We are having those conversations in the UK today but it will be two-to-four years before it makes a huge impact.

FN: Alphabet has been branching out into car clubs and electric vehicles. Are fleets ready for these services?

RS: Our target for AlphaElectric last year was 500 cars; we did 700. We have already taken 700 orders this year so we are seeing incredible growth. The people who thought that EVs were cool are gone; now it’s about them being viable to organisations.

We are also seeing more interest in AlphaCity – the car share mentality is being tested. We currently have 16 corporate customers and more than 1,300 users but it’s picking up and we have a lot in the pipeline.

It is difficult for people to open their minds to new solutions. The early adopters have a very specific problem that they need a solution for – for example, they are running pool cars. AlphaCity removes the problem and is an efficient allocation of cost – a clear benefit. We see it as being more of an advantage for organisations that have people moving between locations or have a high use of taxis – i.e. where there is occasional use of cars.

We have set up a demonstration programme for AlphaCity enabling companies to trial before making a commitment and we now do the same for AlphaElectric.

In partnership with EDF, we offer a temporary charging solution, so a company does not have to invest in an infrastructure just to trial electric vehicles.

A mobility card is also a potential launch as a payment mechanism to use for a variety of transport needs, consolidating the invoicing.

FN: Do you see the contract hire and leasing sector continuing to consolidate?

RS: There are still plenty of opportunities if you look at the portfolios of the top 20, but we have no plans to acquire, only to grow organically.

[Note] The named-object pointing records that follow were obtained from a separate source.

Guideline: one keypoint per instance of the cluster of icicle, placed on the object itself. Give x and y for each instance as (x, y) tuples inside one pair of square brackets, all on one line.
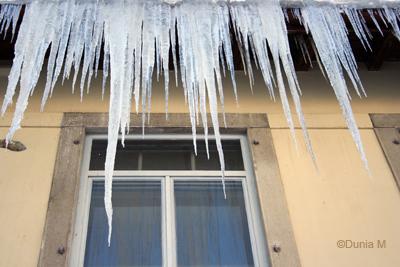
[(136, 37)]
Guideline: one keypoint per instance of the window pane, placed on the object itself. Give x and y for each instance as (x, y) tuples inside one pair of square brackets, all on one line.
[(136, 236), (167, 155), (211, 230)]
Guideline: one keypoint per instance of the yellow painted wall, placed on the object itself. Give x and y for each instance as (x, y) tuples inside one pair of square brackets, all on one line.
[(341, 202), (25, 182)]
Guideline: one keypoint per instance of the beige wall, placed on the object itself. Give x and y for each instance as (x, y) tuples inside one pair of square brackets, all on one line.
[(339, 202), (25, 183)]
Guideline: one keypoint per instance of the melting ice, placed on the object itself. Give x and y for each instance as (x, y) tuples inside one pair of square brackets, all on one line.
[(137, 36)]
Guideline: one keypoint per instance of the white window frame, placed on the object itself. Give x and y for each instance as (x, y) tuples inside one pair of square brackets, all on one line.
[(253, 210)]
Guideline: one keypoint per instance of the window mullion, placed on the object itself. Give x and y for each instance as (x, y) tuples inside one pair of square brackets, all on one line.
[(170, 222)]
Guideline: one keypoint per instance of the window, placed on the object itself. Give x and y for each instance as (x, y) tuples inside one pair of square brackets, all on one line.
[(169, 206)]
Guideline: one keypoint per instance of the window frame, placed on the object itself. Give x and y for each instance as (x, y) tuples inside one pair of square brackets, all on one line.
[(63, 198), (253, 210)]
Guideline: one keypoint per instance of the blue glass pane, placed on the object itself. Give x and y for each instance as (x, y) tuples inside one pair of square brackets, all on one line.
[(211, 230), (136, 236)]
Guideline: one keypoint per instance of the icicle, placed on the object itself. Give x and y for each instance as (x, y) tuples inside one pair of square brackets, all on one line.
[(328, 31), (358, 24), (136, 37), (9, 15)]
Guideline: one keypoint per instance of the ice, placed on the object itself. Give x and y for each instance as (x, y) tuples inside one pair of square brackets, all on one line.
[(136, 38), (330, 36), (8, 17)]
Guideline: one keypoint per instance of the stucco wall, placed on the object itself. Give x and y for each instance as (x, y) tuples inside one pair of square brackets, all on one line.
[(339, 202), (25, 182)]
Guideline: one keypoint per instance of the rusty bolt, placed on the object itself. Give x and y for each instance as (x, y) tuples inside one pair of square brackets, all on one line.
[(61, 250), (276, 248)]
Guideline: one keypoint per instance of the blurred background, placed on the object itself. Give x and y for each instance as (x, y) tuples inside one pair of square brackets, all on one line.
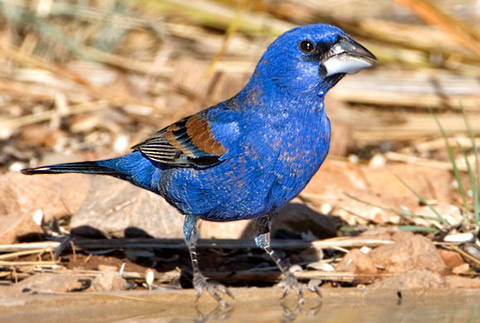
[(95, 77), (87, 79)]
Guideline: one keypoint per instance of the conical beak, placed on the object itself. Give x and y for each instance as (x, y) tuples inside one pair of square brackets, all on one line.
[(347, 56)]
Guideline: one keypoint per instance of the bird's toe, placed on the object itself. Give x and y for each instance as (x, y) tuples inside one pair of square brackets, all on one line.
[(201, 284)]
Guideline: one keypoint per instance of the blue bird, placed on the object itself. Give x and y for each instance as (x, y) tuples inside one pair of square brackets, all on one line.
[(246, 157)]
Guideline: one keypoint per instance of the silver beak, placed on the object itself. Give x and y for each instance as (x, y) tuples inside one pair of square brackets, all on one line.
[(347, 56)]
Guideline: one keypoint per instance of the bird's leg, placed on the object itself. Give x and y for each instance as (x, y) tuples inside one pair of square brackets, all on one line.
[(289, 281), (199, 281)]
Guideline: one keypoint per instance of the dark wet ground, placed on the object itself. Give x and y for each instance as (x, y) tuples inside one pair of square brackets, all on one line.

It is more difficult when you get to the size of doing a few thousand vehicles per month (like the top three) to look at a company with a few thousand vehicles . It’s not worth it, and there is a risk of not retaining the customers, especially when many of them chose to go for a small company.

Schooling believes that a likely downturn in residual values could shake out some of the less desirable deals, forcing the industry onto a more level playing field.

“We see the used market tapering off this year and that will have an impact on the industry, for example, companies that are reinvesting their windfall profits into customer acquisition,” he says. “If that stops them, hopefully we will get back to a more level playing field.

“We have walked away from deals in the past. At the end of the day, a contract has to have value for the customer and profit for the supplier. If you have companies manipulating that because of windfalls, it’s not healthy. If you win a customer on price, you will lose them on price.”